2. Herkes bu tür saldırılara veya müdahalelere karşı hukuk tarafından korunma hakkına sahiptir.
İsrail Uluslar arası koruma altındaki bu makaleyi ihlal etti. İsrail kuvvetleri Filistinlilerin evlerine acımasızca ve ev mahremiyetine saygıdan yoksun bir biçimde saldırlar düzenliyor ve evdeki aile bireylerine özellikle çocuklara kötü muamelede bulunup hakaret ediyorlar.
Kişinin onur ve itibarına hukuk dışı saldırılarla ilgili olarak : Geçtiğimiz yıl boyunca , Müslüman ve Araplar üzerine sıkça ataklar düzenleniyor ve bu ataklar İslam ve Arap karşıtlığı olarak biliniyor. Müslüman ve Arapları “terörist ,geri kafalı ve medeniyetsiz” diye hakaret vari adlandıran organize suçlamalarla aslında İsrail katliamlarını, Amerikanın Afganistan işgalini ve Iraktaki yasadışı muamelelerini ve en nihayetinde de dünya üzerinde kötü bir nama sahip olan Ebu Garib ve Guantanamo hapishanelerinde yaşanan insanlık dışı muamelelerini meşrulaştırmak amaçlanmıştır.Bu tür kampanyalar tüm dünya üzerindeki Müslümanlar ve Araplar için büyük tahribata sebep olmuştur ve bu tahribat Müslümanların, Arapların, hatta bazı Sihlerin ve Hinduların ( renklerinden ve bazı özelliklerinden dolayı Orta Doğu’da yaşayan Müslümanlara benzedikleri için) tutuklanmalarına, işlerini kaybetmelerine, zulüm görmelerine ve ırkçı cinayetlere kurban edilmelerine neden olmuştur. Devletin ve avam tabakasının tam desteğiyle birçok Müslüman ve Arap, ekonomik, politik ve askeri alanlarda zarara uğratılmıştır. İnsanlık dışı suçlar ve uluslar arası yasak eylemler toplu ve bireysel anlamda Müslüman ve Araplara yöneltilmiştir. Uluslar arası medya ve yayın organları durmaksızın, acımasızca Müslümanları ve Arapları karalama kampanyalarına girmişlerdir.

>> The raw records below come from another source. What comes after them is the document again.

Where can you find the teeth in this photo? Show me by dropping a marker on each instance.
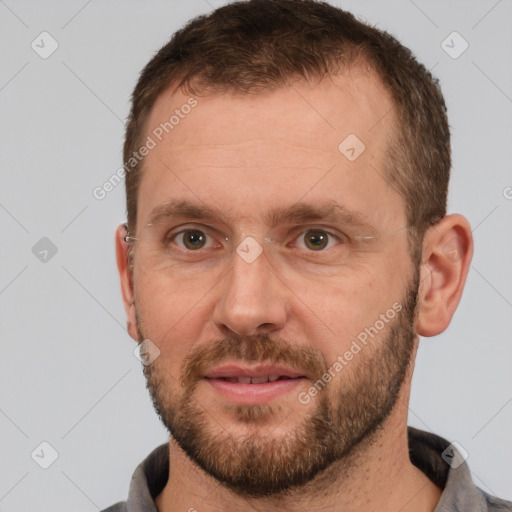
(258, 380)
(254, 380)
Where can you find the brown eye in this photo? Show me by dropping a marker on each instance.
(193, 239)
(316, 239)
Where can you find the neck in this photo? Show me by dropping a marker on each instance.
(377, 476)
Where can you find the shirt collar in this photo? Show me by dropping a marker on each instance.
(425, 451)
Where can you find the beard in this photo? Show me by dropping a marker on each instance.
(344, 421)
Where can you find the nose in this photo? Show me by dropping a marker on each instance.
(253, 299)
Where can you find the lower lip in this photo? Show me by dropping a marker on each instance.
(254, 394)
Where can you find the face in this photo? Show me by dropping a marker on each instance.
(273, 273)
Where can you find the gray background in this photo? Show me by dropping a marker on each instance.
(68, 374)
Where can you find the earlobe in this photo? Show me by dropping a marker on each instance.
(447, 253)
(126, 279)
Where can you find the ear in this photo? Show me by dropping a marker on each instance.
(126, 277)
(447, 253)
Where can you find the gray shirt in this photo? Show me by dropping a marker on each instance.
(433, 455)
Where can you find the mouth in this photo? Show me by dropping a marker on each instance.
(244, 385)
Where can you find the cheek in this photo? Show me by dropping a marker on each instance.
(172, 317)
(331, 315)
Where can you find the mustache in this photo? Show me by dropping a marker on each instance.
(259, 348)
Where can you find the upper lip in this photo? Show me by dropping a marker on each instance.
(261, 370)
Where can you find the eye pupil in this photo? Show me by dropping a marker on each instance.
(194, 239)
(316, 240)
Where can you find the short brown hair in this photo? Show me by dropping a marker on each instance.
(258, 45)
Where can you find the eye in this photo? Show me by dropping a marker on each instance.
(192, 239)
(316, 240)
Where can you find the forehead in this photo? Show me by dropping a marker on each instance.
(248, 152)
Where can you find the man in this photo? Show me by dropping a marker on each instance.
(286, 245)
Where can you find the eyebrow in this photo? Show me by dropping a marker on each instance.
(328, 211)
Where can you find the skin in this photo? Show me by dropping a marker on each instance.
(248, 155)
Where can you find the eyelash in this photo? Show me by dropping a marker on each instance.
(171, 237)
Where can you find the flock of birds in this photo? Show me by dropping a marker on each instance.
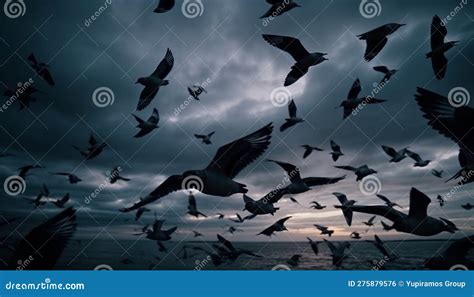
(48, 240)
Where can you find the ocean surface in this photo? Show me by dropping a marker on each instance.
(144, 255)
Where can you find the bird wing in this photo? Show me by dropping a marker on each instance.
(233, 157)
(171, 184)
(288, 44)
(46, 242)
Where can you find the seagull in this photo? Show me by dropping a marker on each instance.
(353, 103)
(324, 230)
(455, 254)
(41, 69)
(293, 119)
(93, 150)
(396, 156)
(217, 178)
(338, 251)
(195, 91)
(148, 125)
(140, 212)
(314, 245)
(370, 222)
(309, 149)
(73, 179)
(437, 173)
(417, 221)
(336, 151)
(164, 6)
(114, 176)
(387, 201)
(278, 226)
(206, 139)
(303, 58)
(453, 122)
(419, 162)
(46, 242)
(377, 38)
(300, 185)
(294, 260)
(192, 207)
(388, 73)
(439, 47)
(279, 7)
(360, 172)
(153, 82)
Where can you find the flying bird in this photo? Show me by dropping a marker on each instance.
(148, 125)
(217, 178)
(439, 47)
(353, 102)
(156, 80)
(41, 69)
(303, 58)
(376, 39)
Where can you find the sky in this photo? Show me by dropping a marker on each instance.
(223, 47)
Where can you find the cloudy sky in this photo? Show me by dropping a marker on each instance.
(224, 46)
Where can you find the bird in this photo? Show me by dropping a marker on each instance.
(140, 212)
(396, 156)
(387, 201)
(293, 119)
(314, 245)
(294, 260)
(437, 173)
(195, 91)
(303, 58)
(279, 7)
(114, 175)
(417, 221)
(217, 178)
(454, 123)
(376, 39)
(388, 73)
(164, 6)
(336, 151)
(338, 251)
(370, 222)
(300, 185)
(278, 226)
(94, 149)
(419, 162)
(456, 254)
(206, 139)
(46, 242)
(439, 47)
(73, 179)
(41, 69)
(360, 172)
(192, 207)
(324, 230)
(309, 149)
(148, 125)
(354, 103)
(156, 80)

FOX haber yayın organı ısrarla Müslümanlara , uluslar arası gazetelere vb. karşı düşmanlığı,kini ve hıncı uyandıracak materyaller yayınlamaktadır.

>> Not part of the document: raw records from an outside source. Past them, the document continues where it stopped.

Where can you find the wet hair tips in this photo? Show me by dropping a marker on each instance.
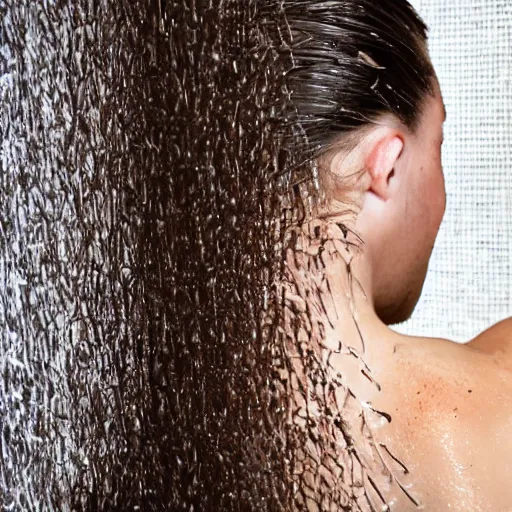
(354, 61)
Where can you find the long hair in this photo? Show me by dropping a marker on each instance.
(158, 168)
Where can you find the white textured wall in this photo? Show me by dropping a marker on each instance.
(470, 280)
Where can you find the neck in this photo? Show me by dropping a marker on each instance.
(332, 268)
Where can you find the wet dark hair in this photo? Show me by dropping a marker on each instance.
(354, 61)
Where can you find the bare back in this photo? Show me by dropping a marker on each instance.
(451, 406)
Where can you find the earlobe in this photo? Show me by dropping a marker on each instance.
(381, 164)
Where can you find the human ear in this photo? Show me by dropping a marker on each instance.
(381, 162)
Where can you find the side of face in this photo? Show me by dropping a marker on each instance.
(403, 208)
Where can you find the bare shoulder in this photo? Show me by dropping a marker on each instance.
(452, 421)
(496, 341)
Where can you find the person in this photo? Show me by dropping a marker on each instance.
(369, 103)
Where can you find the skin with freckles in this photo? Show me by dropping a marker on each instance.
(450, 404)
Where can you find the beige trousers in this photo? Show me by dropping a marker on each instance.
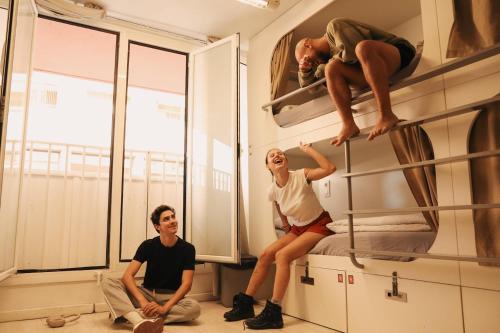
(120, 302)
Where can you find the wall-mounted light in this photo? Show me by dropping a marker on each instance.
(271, 4)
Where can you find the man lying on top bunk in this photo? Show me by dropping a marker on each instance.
(356, 54)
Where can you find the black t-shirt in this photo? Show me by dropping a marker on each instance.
(165, 264)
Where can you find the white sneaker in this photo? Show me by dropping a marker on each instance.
(149, 326)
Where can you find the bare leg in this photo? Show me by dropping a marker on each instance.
(265, 260)
(338, 77)
(285, 256)
(379, 61)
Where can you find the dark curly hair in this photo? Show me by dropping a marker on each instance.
(155, 215)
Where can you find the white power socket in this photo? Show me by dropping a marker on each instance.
(326, 189)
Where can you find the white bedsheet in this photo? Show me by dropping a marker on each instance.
(398, 223)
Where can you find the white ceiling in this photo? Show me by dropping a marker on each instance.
(197, 18)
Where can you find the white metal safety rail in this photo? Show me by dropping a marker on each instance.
(415, 122)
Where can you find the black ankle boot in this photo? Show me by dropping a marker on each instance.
(270, 317)
(242, 308)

Şuan itibariyle Guantanamo üssünün kapatılması ve Iraktan geri çekilinmesi yolunda atılacak adımlardan sonra aşağıdan sırlananların da yapılmasını talep ediyoruz :
1- Müslüman ve Araplara karşı başlatılan bu zalimce eylemlerden ve bu eylemlerden toplumsal ve bireysel anlamda etkilenen Müslümanlardan ve Araplardan yasal bir ÖZÜR.
2- Askeri , ekonomik anlamda Müslümanlara karşı düşmanca düzenlenen eylemlerin yada hınç ve garez içeren konuşmaların ve buna benzer kampanyaların hemen durdurulmasını
3- Müslüman ve Araplara Karşı başlatılan tüm bu saldırılar üzerine uluslar arası yasal bir kınama.

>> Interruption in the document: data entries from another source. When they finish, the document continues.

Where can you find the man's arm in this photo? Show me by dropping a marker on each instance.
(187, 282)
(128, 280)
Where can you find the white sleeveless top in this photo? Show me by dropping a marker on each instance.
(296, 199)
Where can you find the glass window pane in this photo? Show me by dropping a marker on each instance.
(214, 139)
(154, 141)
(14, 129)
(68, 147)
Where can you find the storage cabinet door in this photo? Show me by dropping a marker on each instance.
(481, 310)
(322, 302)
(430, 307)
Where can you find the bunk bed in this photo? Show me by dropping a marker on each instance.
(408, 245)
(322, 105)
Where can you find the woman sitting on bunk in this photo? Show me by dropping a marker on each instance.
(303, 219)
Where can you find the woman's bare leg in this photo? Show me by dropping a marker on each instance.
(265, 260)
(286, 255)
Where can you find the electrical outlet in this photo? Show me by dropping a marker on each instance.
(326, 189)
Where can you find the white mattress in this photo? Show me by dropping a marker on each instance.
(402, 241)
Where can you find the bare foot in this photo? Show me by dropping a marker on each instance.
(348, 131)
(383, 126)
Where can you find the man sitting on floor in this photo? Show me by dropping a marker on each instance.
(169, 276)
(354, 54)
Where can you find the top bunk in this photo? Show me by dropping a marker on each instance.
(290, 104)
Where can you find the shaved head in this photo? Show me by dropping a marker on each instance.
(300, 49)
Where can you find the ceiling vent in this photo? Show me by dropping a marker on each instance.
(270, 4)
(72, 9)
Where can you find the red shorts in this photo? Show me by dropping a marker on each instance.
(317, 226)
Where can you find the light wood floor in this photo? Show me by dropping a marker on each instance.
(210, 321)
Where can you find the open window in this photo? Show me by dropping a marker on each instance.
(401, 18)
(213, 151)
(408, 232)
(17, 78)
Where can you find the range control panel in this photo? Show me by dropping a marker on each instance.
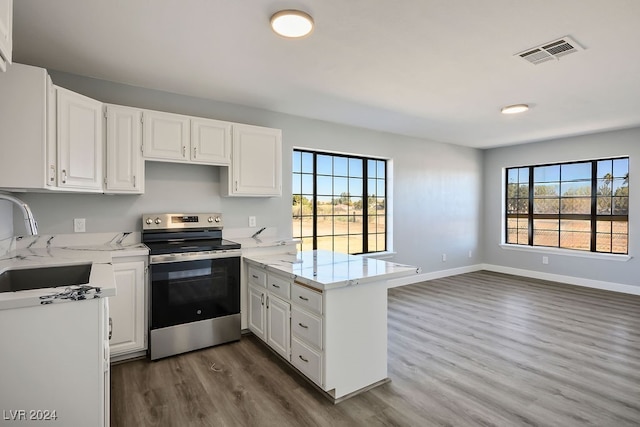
(178, 221)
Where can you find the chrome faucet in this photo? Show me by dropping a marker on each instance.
(257, 233)
(29, 220)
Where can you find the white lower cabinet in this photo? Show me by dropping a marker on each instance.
(307, 359)
(257, 312)
(278, 325)
(128, 308)
(288, 317)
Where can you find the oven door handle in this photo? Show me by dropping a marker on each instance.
(193, 256)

4- İsrail ve diğer dünya güçleri tarafından yürütülen ve dünyaya yayılmış olan bu düşmanca politika insanlık dışı savaş suçlarını kapsayıcı niteliktedir. Bu tür politikaların yasal bir bildiriyle Müslüman ve Arapları zulümden korumaya yönelik yeni bir yaptırımla uluslar arası anlamda kınanması gerekmektedir.
5- Araplar Yahudi düşmanı olmadığı halde, saldırıya uğradıklarında ,Yahudi aleyhtarlığı içeren uluslar arası bir kanunla başvuru yapmalarına , haklarını aramalarına izin verilmiyor, bu yüzden Müslüman ve Arapları koruyacak bir yasanın çıkarılması gereklidir.
6- Arap ve Müslümanlar için uygun finansal, politik ve ahlaki destek bağlamında tazminat bağlanması.
20. Madde
1. Her türlü savaş propagandası hukuk tarafından yasaklanır.
2. Ayrımcılığa, kin ve nefrete veya şiddete tahrik eden herhangi bir ulusal, ırksal veya dinsel düşmanlığın savunulması hukuk tarafından yasaklanır. İsrailli politikacılar savaş propagandası yapmaktan sakınmayarak ve bunu seçim kampanyalarında tekrar tekrar ve ırkçı bir tonda dillendirerek, Müslüman ve Araplara açıkça katliam tehditleri savurmaktan kaçınmıyorlar.
İsrailli politikacıların demeçlerine bakarak, İsrailin kuruluşundan bu güne, politikacılar ve dini liderler tarafından, Arapların ırkçı bir dille tanımlanarak askerlere karşı hedef gösterildiklerini ve öldürülmelerinin ırk, din ve güvenlik sebeplerine dayandırarak caiz olduğunu savunduklarını saptadık.
25. Madde
Her vatandaş, bu Sözleşmenin ikinci maddesindeki ayrımlara ve makul olmayan sınırlamalara tabi tutulmaksızın şu haklara ve imkanlara sahiptir:
a) Doğrudan veya seçilmiş temsilciler aracılığıyla kamu hizmetlerine katılma
b) Seçmenlerin iradelerini serbestçe ifade etmeleri güvence altına alan, gizli olarak oy verildiği, genel ve eşit oya dayanan ve belirli aralıklarla yapılan dürüst seçimlerde oy kullanma ve seçilme;
c) Genel eşitlik ilkesine uygun olarak ülkesinde kamu hizmetlerine girme.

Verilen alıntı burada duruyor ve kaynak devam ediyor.